I am considering using LLVM in a project for a Windows CE where space is at a premium. My jaw dropped when I checked the size of HowToUseJIT.exe (VC++ Win32 debug): 15.4 MB! The release build of HowToUseJIT is “only” 3.39 MB, but this is still 85% larger than the binary to which I was thinking of adding LLVM.
The top ten LLVM libraries (Win32 *.lib) are pretty huge:
Release Bld Debug Bld Name
24,510,490 71,038,240 LLVMCodeGen.lib
21,084,666 56,724,338 LLVMCore.lib
14,624,218 37,070,488 LLVMAnalysis.lib
11,987,202 30,711,450 LLVMScalarOpts.lib
8,600,668 23,837,478 LLVMSelectionDAG.lib
8,634,324 23,802,952 LLVMTransformUtils.lib
8,347,134 20,840,744 LLVMipo.lib
5,061,702 11,028,744 LLVMX86CodeGen.lib
3,857,612 9,270,012 LLVMInstCombine.lib
3,330,608 7,820,760 LLVMSupport.lib
The binaries are vastly larger than the source code; for example, everything in lib/CodeGen is 3.63 MB and everything in lib/VMCore is 907 KB. This is quite different than my typical experience; my own C++ source code is larger than the Release DLL it compiles into.
Does anyone know why this stuff is so big, and whether there is a way to get a bare subset of LLVM that fits in under 1 MB?

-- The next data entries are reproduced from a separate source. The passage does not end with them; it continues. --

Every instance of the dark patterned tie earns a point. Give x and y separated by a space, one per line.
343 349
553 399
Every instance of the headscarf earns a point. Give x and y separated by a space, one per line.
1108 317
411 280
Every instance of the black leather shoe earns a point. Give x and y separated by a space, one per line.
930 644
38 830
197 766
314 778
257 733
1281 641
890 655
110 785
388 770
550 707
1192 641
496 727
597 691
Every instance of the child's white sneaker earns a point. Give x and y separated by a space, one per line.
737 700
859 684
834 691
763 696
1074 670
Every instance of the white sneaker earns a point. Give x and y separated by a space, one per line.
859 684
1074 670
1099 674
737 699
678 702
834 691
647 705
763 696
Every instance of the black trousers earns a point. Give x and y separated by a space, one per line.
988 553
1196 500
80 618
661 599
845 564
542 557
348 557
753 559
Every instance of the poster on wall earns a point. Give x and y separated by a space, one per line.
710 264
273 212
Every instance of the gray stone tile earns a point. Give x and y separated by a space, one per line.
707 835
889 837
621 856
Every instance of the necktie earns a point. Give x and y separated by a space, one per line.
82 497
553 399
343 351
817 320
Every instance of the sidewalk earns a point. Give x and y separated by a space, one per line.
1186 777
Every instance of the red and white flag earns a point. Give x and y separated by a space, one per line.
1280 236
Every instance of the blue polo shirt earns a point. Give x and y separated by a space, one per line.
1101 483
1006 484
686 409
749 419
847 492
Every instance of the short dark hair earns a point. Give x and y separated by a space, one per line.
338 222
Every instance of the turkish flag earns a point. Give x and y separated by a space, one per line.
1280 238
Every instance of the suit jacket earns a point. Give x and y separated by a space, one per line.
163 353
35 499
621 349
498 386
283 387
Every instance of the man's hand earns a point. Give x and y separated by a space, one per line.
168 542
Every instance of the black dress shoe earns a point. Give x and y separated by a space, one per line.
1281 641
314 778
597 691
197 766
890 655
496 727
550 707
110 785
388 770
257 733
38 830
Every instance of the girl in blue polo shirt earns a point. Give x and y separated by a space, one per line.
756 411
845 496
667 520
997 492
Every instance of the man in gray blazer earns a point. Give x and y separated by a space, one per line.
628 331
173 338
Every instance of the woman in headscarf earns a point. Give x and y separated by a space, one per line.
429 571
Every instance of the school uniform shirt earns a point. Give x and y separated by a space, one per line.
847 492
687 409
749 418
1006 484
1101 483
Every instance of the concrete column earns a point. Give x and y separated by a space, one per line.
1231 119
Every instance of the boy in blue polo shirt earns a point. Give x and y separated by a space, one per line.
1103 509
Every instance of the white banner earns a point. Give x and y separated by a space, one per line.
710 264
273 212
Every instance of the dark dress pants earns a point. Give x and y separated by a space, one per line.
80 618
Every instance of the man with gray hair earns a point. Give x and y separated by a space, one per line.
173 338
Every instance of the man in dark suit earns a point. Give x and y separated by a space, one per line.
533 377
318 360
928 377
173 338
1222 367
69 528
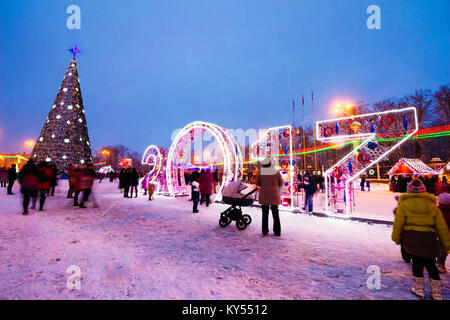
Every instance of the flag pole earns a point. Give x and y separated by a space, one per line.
293 112
314 132
304 146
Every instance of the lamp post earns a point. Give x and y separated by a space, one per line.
28 146
106 153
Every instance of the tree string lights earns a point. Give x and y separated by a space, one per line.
64 139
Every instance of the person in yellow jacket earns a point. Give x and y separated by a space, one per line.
150 190
418 224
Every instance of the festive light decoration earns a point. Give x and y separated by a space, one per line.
155 157
61 132
176 160
367 154
126 162
263 147
406 166
106 169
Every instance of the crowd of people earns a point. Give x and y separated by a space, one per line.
203 184
421 223
432 183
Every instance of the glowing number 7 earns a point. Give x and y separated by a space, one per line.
376 128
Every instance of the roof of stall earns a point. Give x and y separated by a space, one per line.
406 166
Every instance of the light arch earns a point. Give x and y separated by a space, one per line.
232 155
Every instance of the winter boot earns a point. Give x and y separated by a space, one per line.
419 287
436 289
441 268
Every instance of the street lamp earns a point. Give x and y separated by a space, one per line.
105 153
339 109
28 145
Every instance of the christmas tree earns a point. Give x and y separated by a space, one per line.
64 139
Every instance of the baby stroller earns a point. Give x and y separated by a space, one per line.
232 195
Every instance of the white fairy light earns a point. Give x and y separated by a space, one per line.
368 136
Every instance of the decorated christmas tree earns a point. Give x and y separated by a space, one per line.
64 139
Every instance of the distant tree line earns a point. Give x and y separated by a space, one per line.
433 110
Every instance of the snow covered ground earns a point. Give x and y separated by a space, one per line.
137 249
377 205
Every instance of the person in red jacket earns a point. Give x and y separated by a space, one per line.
44 184
444 205
206 186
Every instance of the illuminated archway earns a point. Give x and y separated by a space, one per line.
153 156
176 160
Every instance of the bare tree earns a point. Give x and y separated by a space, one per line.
442 105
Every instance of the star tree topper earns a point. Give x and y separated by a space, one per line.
74 50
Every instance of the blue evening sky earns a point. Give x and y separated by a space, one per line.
149 67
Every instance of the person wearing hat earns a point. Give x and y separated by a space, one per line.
418 224
269 180
444 206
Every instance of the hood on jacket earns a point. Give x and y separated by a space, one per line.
268 167
444 200
421 203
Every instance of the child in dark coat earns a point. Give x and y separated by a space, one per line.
444 206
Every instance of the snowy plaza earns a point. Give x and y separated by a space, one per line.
200 153
130 249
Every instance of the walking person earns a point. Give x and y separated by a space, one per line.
12 176
44 184
363 182
134 181
71 174
206 186
28 179
3 177
150 191
195 195
310 188
444 206
269 180
53 179
126 182
121 179
87 178
145 182
77 184
216 180
419 223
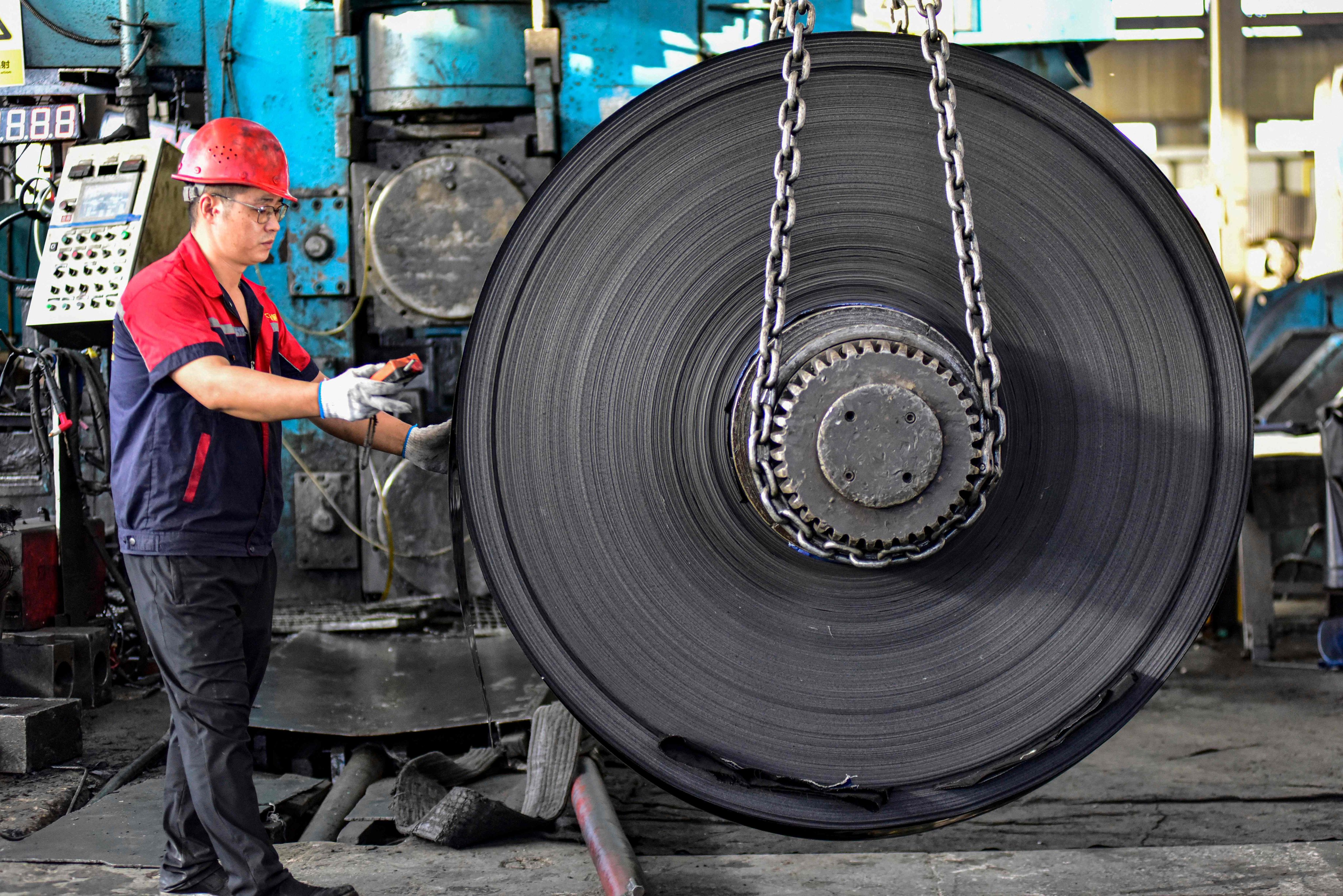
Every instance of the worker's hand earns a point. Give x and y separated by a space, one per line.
355 397
428 447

> The top ten LLVM libraries (Win32 *.lib) are pretty huge:
>
> Release Bld Debug Bld Name
> 24,510,490 71,038,240 LLVMCodeGen.lib
> 21,084,666 56,724,338 LLVMCore.lib
> 14,624,218 37,070,488 LLVMAnalysis.lib
> 11,987,202 30,711,450 LLVMScalarOpts.lib
> 8,600,668 23,837,478 LLVMSelectionDAG.lib
> 8,634,324 23,802,952 LLVMTransformUtils.lib
> 8,347,134 20,840,744 LLVMipo.lib
> 5,061,702 11,028,744 LLVMX86CodeGen.lib
> 3,857,612 9,270,012 LLVMInstCombine.lib
> 3,330,608 7,820,760 LLVMSupport.lib
Not sure about Win32, but here are some numbers on OS X for comparison:
5,282,356 libLLVMCodeGen.a
3,087,436 libLLVMAnalysis.a
1,682,476 libLLVMInstCombine.a
I believe these are all release builds.
Trevor
_______________________________________________
LLVM Developers mailing list
LLV...@cs.uiuc.edu http://llvm.cs.uiuc.edu
http://lists.cs.uiuc.edu/mailman/listinfo/llvmdev
> On Jul 23, 2010, at 10:24 AM, David Piepgrass wrote:
>
>> The top ten LLVM libraries (Win32 *.lib) are pretty huge:
>>
>> Release Bld Debug Bld Name
>> 24,510,490 71,038,240 LLVMCodeGen.lib
[snip]
> Not sure about Win32, but here are some numbers on OS X for comparison:
>
> 5,282,356 libLLVMCodeGen.a
Comparing the size of the static libraries makes little sense, and even
less when they are compiled by different tools. What really matters is
the size of the executables.
I agree that LLVM can be considered a heavyweight dependency on this
aspect.
[snip]
Why is the size of static libraries a "nonsensical" topic of discussion? Anyway, in the same example I mentioned that the size of HowToUseJIT (an executable) is very large (15.4 MB debug, 3.4 MB release); as is a small example, I'd expect any real-world executable to be larger. I think it's fair to wonder what makes it is so large, why MacOS seems to get different results, and whether it is possible to construct an example less than 1 MB.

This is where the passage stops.